Ihn hatten die Verantwortlichen des KAB-Ortsverbandes als Referenten eingeladen. Käme man in fünf Jahren wieder zusammen, würden die Antworten eventuell anders lauten, meinte Prechtl. Am Beispiel einer Kofferpackliste für den Urlaub machte er die Bedürfnisse in verschiedenen Altersstufen deutlich. Fülle man in jungen Jahren den Koffer noch mit "leichteren Kleidungsstücken" wird er mit zunehmendem Alter eher mit Wollsocken, Wärmflasche und bequemeren Anziehsachen bestückt.

In diesem Zusammenhang wies Prechtl auf das Buch "Wenn ich nur noch einen Tag zu Leben hätte" von Benediktinerpater Anselm Grün hin. Es zeige deutlich, wie wertvoll gerade die kleinen Dinge des Lebens werden, wenn man sie zu verlieren glaubt. Der Stadtpfarrer verriet, dass ihm gerade das Thema "Tod" verunsichert habe, Priester zu werden. Doch als er miterlebte, wie ein Nachbar starb, erkannte er, dass seine Angst davor, kranke und sterbende Menschen begleiten zu müssen, unbegründet war.

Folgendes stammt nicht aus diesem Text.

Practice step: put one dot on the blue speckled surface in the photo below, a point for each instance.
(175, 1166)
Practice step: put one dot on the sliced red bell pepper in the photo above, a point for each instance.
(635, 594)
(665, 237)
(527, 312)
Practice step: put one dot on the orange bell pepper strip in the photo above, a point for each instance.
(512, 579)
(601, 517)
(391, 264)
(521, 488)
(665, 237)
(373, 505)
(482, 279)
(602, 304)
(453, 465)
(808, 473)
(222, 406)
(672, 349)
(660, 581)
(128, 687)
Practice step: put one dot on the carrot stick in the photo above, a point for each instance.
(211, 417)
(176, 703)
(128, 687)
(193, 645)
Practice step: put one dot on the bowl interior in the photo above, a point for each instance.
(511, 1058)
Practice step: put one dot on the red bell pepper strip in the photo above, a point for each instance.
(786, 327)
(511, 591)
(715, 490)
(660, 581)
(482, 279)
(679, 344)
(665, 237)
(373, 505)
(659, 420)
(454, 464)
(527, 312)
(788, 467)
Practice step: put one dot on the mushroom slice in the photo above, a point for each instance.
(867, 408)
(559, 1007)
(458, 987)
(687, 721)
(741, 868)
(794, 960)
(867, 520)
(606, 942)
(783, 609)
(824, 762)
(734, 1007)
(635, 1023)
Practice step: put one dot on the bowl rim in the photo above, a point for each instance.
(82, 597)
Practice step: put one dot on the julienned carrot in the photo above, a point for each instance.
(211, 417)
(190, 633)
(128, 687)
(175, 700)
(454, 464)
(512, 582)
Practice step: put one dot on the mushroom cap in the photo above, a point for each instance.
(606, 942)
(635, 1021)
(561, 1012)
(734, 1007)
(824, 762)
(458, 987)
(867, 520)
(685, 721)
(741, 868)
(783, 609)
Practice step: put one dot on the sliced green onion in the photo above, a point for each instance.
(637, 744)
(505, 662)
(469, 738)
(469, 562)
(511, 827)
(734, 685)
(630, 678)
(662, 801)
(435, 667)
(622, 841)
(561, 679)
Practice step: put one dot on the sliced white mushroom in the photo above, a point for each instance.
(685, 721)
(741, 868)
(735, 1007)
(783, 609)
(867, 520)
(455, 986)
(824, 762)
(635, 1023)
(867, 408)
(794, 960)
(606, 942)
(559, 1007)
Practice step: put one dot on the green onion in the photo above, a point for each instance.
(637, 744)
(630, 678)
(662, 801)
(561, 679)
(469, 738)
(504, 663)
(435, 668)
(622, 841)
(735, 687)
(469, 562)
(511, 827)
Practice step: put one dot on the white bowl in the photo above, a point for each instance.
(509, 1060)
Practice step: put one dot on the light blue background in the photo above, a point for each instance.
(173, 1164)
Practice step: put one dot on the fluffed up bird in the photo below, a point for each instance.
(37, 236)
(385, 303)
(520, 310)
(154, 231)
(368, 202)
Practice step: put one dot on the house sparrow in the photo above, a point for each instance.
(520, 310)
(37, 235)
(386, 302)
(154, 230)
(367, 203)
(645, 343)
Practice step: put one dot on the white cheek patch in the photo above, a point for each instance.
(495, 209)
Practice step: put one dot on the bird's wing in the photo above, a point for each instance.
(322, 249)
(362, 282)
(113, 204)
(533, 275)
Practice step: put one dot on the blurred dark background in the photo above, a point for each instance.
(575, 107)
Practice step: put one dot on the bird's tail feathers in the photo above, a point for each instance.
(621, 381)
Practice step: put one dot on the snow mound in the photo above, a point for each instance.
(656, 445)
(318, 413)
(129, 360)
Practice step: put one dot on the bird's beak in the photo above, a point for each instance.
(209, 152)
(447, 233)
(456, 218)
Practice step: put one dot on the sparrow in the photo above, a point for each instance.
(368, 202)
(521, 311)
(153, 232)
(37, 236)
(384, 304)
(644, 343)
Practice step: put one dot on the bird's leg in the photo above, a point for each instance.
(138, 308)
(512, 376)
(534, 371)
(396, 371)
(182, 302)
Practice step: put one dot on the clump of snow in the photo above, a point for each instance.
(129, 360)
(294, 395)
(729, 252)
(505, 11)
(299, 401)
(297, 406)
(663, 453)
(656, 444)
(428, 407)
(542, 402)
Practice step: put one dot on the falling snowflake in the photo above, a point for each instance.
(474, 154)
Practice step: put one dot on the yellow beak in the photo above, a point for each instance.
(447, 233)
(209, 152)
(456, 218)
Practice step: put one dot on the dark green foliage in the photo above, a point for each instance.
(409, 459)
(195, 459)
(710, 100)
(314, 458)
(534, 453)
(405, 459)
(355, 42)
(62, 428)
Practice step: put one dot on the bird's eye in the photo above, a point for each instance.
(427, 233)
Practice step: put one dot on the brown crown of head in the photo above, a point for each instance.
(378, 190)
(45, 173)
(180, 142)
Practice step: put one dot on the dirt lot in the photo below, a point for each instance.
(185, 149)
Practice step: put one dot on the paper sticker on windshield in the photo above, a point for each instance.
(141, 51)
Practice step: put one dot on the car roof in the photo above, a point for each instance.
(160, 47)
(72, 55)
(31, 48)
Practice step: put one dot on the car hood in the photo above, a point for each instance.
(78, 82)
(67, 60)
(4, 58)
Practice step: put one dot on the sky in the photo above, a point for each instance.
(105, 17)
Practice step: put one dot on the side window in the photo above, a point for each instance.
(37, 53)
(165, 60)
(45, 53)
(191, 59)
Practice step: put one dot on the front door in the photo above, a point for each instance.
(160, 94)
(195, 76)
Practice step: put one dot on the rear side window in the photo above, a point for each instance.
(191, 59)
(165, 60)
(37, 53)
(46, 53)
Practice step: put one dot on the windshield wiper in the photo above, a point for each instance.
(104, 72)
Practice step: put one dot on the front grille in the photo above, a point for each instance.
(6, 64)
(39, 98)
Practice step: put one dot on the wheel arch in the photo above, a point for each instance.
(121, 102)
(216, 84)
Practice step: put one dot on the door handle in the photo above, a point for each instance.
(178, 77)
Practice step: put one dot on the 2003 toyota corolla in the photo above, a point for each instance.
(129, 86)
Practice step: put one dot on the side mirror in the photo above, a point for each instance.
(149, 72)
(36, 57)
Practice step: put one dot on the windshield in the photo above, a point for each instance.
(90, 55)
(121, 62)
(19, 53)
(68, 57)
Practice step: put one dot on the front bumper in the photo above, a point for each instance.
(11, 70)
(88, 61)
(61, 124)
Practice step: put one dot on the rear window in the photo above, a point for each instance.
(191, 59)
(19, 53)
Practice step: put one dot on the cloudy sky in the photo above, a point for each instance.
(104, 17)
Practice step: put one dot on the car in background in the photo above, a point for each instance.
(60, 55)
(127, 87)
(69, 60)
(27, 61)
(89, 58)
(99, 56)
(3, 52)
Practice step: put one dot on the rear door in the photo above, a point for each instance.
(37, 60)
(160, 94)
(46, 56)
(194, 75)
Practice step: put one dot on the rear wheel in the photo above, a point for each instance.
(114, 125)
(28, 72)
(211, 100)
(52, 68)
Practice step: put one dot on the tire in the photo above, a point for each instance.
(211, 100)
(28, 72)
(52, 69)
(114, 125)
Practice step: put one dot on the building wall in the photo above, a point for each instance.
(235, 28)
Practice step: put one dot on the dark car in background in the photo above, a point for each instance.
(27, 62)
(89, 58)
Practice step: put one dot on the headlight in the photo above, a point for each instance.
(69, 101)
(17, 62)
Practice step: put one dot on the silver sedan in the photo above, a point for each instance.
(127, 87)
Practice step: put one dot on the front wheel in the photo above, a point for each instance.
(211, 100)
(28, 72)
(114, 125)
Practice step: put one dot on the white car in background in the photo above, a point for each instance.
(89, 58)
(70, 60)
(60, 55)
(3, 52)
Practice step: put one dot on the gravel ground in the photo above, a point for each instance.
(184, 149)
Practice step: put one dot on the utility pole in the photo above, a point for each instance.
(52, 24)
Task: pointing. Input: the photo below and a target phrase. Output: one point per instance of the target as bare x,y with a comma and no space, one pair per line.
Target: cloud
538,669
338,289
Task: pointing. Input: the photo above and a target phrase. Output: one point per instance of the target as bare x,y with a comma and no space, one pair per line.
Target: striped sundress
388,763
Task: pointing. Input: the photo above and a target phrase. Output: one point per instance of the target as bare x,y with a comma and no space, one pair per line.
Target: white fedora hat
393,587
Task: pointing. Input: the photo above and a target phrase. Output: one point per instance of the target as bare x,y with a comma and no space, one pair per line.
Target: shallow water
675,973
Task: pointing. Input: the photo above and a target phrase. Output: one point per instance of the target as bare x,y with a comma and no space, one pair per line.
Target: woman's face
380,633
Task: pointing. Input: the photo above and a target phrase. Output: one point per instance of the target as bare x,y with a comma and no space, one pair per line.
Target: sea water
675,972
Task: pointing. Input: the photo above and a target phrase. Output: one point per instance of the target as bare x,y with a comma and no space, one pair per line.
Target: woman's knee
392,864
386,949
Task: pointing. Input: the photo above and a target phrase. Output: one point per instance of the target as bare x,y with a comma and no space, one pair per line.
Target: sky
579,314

Als Krankenhausseelsorger gehe er nach Krankenbesuchen immer als Beschenkter nach Hause. Besonders Personen, die stets auf "hohem Niveau jammern" würde er gerne einmal in die Kinderonkologie mitnehmen. "Dort merkt man, was im Leben wirklich wichtig ist." Die wichtigsten Dinge im Leben bekäme der Mensch sowieso geschenkt. Und dass Gott uns bedingungslos liebt, sei das schönste Geschenk.

"Griesgrämige Gesichter"


Schlimm sei es für ihn, wenn er während einer Messe in so manch "griesgrämige" Gesichter blicke. Denn eigentlich sollten wir wegen unseres Glaubens frohe Christen sein und deswegen Freude ausstrahlen. Prechtl wies auf die Stunden von Papst Johannes Paul II. vor seinem Tod hin, als er sich in all seiner Gebrechlichkeit den Menschen zeigte. Denn in Gott sei jeder groß und wertvoll, und bleibe es auch in Krankheit, Leid und Tod. Prechtl gab jeglicher Art von Sterbehilfe eine klare Absage. Jedem Menschen tue es gut, wenn man ihn annimmt, so wie er ist.

In einem Strudel von Arbeit und Verpflichtungen gehen wertvolle Stunden verloren. Dabei ist es vor allem Zeit, die wir uns für unsere Lieben nehmen sollten. Dabei sollte die Ehrfurcht vor Gott ein wichtiges Erziehungsziel sein. Denn ein Volk ohne Bindung an Gott gehe kaputt, so der Pfarrer. Der Glaube sei auch ein Liebesverhältnis zu Gott. Mit dieser Liebe im Herzen gelängen Dinge, die undenkbar erscheinen.

Pfarrer Prechtl machte auf das "Hohelied der Liebe" des Apostels Paulus aufmerksam. In diesem Text sollte das Wort "Liebe" gegen das Wort "Ich" ersetzt werden. Am Ende seines Referates brachte der Geistliche das Gebet von Franz von Assisi zu Gehör: "O Herr, mache mich zum Werkzeug deines Friedens" und schloss mit einer kleinen Anekdote. Eine altgediente Mesnerin habe ihm einmal folgende Weisheit mitgegeben: "Streit'n dou ich mi erst gaua niad, sunst maist i mi ja bloß wieder vertrong."